Redis' slowlog and DEL's surprisingly bad performance
Redis has a useful slowlog facility which, as you can probably guess, lets you inspect slow running queries. Slowlog will log the last X queries that took more than Y microseconds to run. X and Y can be specified in either redis.conf
or, at runtime, via the CONFIG
command:
CONFIG SET slowlog-log-slower-than 5000
CONFIG SET slowlog-max-len 25
The slowlog-log-slower-than
is specified in microseconds, so the above will log queries that take over 5 milliseconds to execute.
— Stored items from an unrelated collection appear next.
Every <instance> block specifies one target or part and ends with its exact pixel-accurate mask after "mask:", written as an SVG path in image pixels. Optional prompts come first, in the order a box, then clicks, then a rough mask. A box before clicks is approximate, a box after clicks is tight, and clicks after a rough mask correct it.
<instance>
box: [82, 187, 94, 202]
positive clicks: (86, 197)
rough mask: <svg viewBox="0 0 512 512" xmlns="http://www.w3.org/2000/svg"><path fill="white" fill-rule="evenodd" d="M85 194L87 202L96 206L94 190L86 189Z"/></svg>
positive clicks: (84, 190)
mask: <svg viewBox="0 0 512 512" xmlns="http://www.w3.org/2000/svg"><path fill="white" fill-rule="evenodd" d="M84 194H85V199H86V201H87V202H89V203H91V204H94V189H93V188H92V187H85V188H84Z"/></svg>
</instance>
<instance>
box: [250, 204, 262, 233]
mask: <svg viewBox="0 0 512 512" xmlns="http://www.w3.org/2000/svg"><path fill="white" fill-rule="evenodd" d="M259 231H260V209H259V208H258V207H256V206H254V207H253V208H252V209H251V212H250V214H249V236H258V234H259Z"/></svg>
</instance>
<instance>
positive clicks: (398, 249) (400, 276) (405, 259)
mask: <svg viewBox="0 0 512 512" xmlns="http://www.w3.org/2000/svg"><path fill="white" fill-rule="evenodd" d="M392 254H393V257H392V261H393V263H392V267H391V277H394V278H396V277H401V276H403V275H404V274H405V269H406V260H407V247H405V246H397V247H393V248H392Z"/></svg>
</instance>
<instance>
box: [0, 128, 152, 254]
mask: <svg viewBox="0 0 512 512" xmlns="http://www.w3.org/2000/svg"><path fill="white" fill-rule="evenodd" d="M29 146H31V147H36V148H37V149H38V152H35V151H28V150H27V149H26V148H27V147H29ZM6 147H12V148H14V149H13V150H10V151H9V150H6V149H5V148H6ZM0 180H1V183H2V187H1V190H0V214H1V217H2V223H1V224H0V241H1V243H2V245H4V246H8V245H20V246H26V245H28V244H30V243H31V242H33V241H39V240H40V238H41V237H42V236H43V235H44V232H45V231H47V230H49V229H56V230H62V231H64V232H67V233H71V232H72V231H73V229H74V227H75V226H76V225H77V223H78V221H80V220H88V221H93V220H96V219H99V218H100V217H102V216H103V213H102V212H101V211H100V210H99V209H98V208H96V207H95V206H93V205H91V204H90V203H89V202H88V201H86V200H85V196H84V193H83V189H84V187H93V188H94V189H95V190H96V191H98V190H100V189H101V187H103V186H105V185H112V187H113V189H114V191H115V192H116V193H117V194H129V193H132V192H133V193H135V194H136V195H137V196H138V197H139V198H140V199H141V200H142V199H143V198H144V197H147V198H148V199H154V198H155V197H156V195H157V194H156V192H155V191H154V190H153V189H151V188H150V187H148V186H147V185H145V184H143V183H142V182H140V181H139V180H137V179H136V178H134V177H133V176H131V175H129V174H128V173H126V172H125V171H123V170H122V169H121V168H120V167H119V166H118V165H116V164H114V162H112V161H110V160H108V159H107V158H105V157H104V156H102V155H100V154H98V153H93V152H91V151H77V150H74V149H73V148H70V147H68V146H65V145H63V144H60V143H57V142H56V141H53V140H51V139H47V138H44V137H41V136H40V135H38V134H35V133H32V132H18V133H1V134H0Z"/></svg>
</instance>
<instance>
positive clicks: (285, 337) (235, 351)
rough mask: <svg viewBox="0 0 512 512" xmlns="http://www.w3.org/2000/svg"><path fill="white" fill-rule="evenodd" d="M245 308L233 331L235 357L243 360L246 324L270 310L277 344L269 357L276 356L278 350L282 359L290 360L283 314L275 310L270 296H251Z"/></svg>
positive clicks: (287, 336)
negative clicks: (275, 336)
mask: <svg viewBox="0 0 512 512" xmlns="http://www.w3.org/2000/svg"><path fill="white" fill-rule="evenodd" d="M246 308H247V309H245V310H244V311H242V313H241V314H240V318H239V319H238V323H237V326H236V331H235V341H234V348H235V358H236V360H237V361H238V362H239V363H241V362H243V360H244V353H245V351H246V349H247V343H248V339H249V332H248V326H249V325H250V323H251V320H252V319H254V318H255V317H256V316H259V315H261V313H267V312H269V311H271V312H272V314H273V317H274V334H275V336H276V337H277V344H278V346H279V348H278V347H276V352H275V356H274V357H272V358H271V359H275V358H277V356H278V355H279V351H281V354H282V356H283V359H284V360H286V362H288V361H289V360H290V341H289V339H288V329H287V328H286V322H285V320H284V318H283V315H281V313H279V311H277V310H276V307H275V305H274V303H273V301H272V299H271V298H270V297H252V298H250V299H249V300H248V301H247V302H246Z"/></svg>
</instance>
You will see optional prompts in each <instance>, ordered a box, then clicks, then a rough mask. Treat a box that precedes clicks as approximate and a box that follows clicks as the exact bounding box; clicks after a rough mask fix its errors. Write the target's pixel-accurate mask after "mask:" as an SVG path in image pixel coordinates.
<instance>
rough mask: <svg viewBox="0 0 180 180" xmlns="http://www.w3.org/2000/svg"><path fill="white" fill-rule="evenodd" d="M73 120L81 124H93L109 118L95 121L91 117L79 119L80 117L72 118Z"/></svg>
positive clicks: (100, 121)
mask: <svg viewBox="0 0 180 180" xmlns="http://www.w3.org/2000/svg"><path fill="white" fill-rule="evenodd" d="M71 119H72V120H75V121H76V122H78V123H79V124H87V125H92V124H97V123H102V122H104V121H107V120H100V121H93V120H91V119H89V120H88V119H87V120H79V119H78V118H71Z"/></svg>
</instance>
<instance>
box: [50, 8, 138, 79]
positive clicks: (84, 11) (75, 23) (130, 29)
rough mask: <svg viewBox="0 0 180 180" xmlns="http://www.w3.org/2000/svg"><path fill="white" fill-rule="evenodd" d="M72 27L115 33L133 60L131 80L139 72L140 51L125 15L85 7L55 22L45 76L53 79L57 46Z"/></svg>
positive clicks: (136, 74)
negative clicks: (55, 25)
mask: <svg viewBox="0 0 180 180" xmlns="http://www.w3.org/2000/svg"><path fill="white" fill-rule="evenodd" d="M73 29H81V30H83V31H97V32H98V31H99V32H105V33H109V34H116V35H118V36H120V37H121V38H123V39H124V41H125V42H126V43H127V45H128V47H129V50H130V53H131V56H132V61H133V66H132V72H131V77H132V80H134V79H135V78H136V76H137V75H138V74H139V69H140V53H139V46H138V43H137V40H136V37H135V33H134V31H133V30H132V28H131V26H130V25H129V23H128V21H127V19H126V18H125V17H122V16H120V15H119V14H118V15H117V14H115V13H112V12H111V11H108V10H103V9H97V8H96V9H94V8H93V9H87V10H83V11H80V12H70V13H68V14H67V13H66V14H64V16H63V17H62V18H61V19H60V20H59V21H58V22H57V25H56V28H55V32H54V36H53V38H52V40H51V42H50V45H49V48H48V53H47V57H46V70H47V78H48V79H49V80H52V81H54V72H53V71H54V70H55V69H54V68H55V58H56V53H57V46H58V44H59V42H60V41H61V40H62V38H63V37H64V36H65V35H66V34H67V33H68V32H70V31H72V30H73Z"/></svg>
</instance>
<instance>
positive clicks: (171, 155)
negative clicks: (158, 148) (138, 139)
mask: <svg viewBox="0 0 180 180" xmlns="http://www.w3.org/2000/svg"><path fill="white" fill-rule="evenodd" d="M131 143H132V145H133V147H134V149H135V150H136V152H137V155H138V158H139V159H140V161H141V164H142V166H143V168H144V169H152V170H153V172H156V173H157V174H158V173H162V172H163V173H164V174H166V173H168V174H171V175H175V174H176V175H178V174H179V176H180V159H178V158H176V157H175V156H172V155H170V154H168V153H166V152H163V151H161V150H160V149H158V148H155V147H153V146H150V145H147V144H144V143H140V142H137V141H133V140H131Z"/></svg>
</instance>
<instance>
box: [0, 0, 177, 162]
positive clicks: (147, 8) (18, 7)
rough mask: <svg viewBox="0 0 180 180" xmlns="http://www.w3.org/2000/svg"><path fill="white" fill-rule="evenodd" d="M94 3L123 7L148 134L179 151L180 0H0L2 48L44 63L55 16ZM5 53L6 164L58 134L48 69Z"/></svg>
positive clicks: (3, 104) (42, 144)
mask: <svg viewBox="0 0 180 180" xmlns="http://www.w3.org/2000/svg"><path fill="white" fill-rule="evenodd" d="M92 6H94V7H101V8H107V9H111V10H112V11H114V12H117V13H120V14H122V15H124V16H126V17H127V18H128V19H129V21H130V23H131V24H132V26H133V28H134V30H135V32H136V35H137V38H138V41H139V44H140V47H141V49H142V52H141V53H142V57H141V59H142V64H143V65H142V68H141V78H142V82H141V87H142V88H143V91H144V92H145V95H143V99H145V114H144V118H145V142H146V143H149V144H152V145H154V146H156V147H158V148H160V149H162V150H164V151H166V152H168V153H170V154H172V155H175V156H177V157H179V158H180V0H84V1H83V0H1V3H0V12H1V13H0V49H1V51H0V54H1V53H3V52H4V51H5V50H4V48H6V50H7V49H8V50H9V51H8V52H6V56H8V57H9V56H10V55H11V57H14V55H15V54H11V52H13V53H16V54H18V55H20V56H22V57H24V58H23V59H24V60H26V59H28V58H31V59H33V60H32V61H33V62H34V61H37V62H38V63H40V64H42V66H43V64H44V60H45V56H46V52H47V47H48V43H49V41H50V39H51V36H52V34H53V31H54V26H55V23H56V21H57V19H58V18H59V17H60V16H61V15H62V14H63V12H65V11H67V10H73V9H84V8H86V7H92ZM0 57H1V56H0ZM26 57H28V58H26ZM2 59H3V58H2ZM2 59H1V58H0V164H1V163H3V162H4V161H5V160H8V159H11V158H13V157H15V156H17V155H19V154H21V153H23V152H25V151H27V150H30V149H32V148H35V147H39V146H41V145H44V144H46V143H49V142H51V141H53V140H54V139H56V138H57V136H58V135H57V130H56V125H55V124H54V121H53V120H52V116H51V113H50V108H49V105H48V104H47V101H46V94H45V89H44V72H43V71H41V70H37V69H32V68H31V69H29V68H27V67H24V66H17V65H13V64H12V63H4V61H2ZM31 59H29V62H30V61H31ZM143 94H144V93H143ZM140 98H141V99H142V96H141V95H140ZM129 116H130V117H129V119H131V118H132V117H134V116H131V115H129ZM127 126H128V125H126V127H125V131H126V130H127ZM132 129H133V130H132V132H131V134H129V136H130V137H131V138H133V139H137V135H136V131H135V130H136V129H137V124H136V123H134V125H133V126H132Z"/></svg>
To get the log entries, you use the SLOWLOG GET X
command, where X is the number of items you want to retrieve:
SLOWLOG GET 10
This'll display a unique id, the timestamp the query took place, the amount of time the query took to execute and the actual command + parameters that were executed. You can erase the log via SLOWLOG RESET
.
The last time that I looked at our slowlog, I was shocked to see that we had DEL
commands taking over 20 milliseconds to execute. Remember, Redis is single-threaded, so this blocks (and consequently seriously harms) our system's concurrency. Also, since this is a write operation, it'll block all slaves while it replicates to them. Ugh. What could be going on?
Maybe everyone already knows this but me, but it turns out Redis' DEL
command is O(1) for strings and hashes, but O(N) for lists, sets and sorted sets (where N is the number of items in the collection). Deleting a set containing millions of items? Prepare to block.
Our solution was simple: rather than deleting these items, we'd rename them and delete them in a background job in small and interruptible chunks. First, our delayed_delete
function:
local key = KEYS[1]
local data_type = redis.call('type', key).ok
if data_type == 'set' or data_type == 'zset' then
local temp = 'gc:tmp:' .. redis.call('incr', 'gc:ids') .. ':' .. key
redis.call('rename', key, temp)
return redis.call('sadd', 'gc:' .. data_type, temp)
end
return redis.call('del', key)
This'll rename the collection and add that new name to the gc:set
or gc:zset
sets (we don't use lists, but if you do, you should add support for them as well).
Next we scheduled a Ruby script to run every minute:
require 'redis'
r = Redis.new(driver: :hiredis)
r.srandmember('gc:set', 10000).each do |set|
items = r.srandmember(set, 5000)
if items.nil? || items.length == 0
r.srem('gc:set', set)
next
end
r.srem(set, items)
end
r.srandmember('gc:zset', 10000).each do |zset|
if r.zremrangebyrank(zset, 0, 5000) < 5000
r.srem('gc:zset', zset)
end
end
You'll want to play with the numbers based on your own needs. How big are your collections and how often do they get deleted? Since we don't do these types of deletes too frequently, we can go about deleting small chunks at a time.
While this approach is much slower than a straight delete, it plays much nicer in a concurrent world.